In Turkic belief, the goddess Umay descends to earth leaning on two birch trees. The Siberian Turks retained the idea of the birch as a nurse and protector. In a number of Turkic epics, the child left in the forest is nourished by the birch tree with its sap milk (Altai epics “Maaday-Kara” and “Kang-Pudey”). The image of the birch mother (kain-ene) is alive in the worldview of the Altai peoples. Among the Kazakhs this plot has been forgotten, but its echo can be found in the name kuy “Qaiyñsauğan” (“Birch milking”) by the composer Baizhigit [5] from the XV century.

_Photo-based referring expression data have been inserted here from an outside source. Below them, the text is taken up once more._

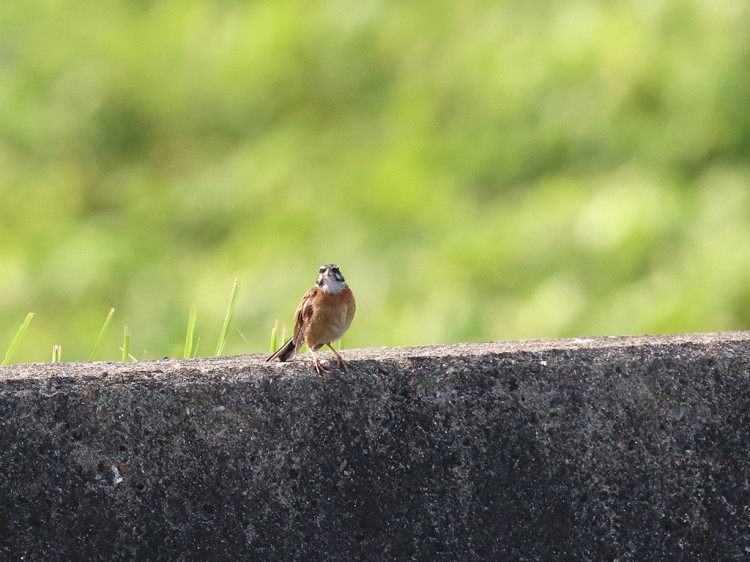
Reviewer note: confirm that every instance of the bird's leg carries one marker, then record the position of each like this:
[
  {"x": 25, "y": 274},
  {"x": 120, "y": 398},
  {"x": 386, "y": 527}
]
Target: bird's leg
[
  {"x": 319, "y": 368},
  {"x": 339, "y": 359}
]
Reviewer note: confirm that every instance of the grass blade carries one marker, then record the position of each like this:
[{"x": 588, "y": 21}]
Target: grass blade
[
  {"x": 17, "y": 339},
  {"x": 125, "y": 343},
  {"x": 101, "y": 333},
  {"x": 189, "y": 351},
  {"x": 273, "y": 336},
  {"x": 228, "y": 318}
]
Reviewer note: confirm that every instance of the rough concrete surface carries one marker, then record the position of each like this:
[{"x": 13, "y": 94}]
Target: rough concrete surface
[{"x": 631, "y": 448}]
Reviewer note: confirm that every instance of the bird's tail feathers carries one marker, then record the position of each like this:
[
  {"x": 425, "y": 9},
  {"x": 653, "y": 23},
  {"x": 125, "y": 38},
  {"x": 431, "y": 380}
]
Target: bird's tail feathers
[{"x": 285, "y": 352}]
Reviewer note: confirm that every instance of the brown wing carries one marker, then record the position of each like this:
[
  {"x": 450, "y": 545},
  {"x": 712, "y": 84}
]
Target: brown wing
[{"x": 302, "y": 316}]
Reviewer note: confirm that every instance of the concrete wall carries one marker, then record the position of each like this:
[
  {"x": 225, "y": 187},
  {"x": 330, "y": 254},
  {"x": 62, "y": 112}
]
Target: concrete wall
[{"x": 597, "y": 449}]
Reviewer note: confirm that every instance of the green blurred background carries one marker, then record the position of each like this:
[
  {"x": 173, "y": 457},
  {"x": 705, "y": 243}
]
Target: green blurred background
[{"x": 480, "y": 170}]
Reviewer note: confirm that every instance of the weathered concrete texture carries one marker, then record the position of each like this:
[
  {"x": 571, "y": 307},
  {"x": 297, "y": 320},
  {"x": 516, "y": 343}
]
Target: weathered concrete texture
[{"x": 603, "y": 449}]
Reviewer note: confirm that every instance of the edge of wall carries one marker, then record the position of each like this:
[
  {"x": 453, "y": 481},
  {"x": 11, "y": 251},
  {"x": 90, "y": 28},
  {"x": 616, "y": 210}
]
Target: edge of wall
[{"x": 590, "y": 448}]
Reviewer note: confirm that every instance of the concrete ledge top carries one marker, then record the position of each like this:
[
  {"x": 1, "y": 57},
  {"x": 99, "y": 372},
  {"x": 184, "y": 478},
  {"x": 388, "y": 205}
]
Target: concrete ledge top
[
  {"x": 614, "y": 448},
  {"x": 256, "y": 365}
]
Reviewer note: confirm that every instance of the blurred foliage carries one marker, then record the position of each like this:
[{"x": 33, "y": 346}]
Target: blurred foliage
[{"x": 480, "y": 170}]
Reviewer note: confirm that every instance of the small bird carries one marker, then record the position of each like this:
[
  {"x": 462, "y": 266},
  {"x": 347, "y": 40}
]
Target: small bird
[{"x": 325, "y": 313}]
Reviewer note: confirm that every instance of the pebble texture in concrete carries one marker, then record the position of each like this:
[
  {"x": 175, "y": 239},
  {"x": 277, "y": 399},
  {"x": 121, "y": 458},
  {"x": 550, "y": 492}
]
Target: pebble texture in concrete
[{"x": 589, "y": 449}]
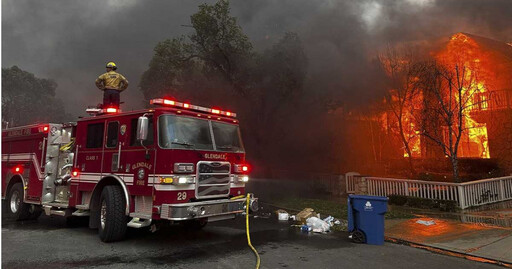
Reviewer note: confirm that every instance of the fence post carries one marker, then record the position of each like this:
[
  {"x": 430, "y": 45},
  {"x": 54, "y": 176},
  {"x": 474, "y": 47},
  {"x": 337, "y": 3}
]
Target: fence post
[
  {"x": 501, "y": 190},
  {"x": 462, "y": 199}
]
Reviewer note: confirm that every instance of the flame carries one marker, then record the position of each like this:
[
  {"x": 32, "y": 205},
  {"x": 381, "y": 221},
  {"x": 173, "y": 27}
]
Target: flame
[
  {"x": 465, "y": 52},
  {"x": 461, "y": 50}
]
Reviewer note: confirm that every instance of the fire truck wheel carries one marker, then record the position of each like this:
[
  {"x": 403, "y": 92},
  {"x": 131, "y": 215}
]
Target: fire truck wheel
[
  {"x": 112, "y": 214},
  {"x": 16, "y": 208}
]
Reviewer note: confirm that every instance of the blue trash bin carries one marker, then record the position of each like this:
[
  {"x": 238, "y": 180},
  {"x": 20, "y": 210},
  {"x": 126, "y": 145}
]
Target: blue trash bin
[{"x": 366, "y": 218}]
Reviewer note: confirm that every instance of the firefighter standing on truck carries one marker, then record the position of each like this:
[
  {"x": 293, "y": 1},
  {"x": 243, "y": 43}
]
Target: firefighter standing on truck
[{"x": 112, "y": 84}]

The semantic image of the birch tree permeates the shamanic rituals not only of the Kazakhs or Turks, but also of other ethnic groups belonging to other language families. The birch embodies the cosmic tree that connects heaven and earth. It was also the leader of the higher forces, which extracts the negative energy from man and frees him from worries, diseases and sorrows. The healing energy of the birch is known to many peoples of the world: The sacred tree of the Germanic gods, the peoples of Northern Europe, in Russia – is a symbol of purity, spring and virginity. The Slavs valued the birch’s ability to drive away evil spirits, and so witches were whipped with birch rods during exorcism rituals. This tree was not broken so as not to incur the wrath of other powers, but was sought out to receive help and protection from mischief.
In the 12th century Mahmud Kashgari drew attention to the similarity of the words standing for birch in the Kazakh language (Aqqaiyñ – white birch), and his wife’s relatives – Qaiyñ zhūrt. The power of birch has a pronounced “feminine” nature, the Kazakhs attributed to it the functions of protection and sacred femininity, it can “tune up” on a person, free from the disease, heavy energy.
The Kazakhs made the central pole (baqan) for the yurt from the birch tree as a symbol of the world pillar. For the Altaians, the birch tree, as a creation of the higher deity, participates in the rites of the life cycle; it accompanies man, as it were, throughout his life, from childhood to old age. Without it, ceremonial feasts such as “a feast in honour of the cradle” (kabaydin bayramy) made of birch wood, “a feast in honour of the house of the newlyweds” (aiyltudustyn bayramy), which literally means “posts with ritual ribbons”, and in the chimney – birch branches as a symbol of the foundation of a family, the wedding (the one) as a “feast of the bride”, whose curtain is tied to birch trees” [8, p.147].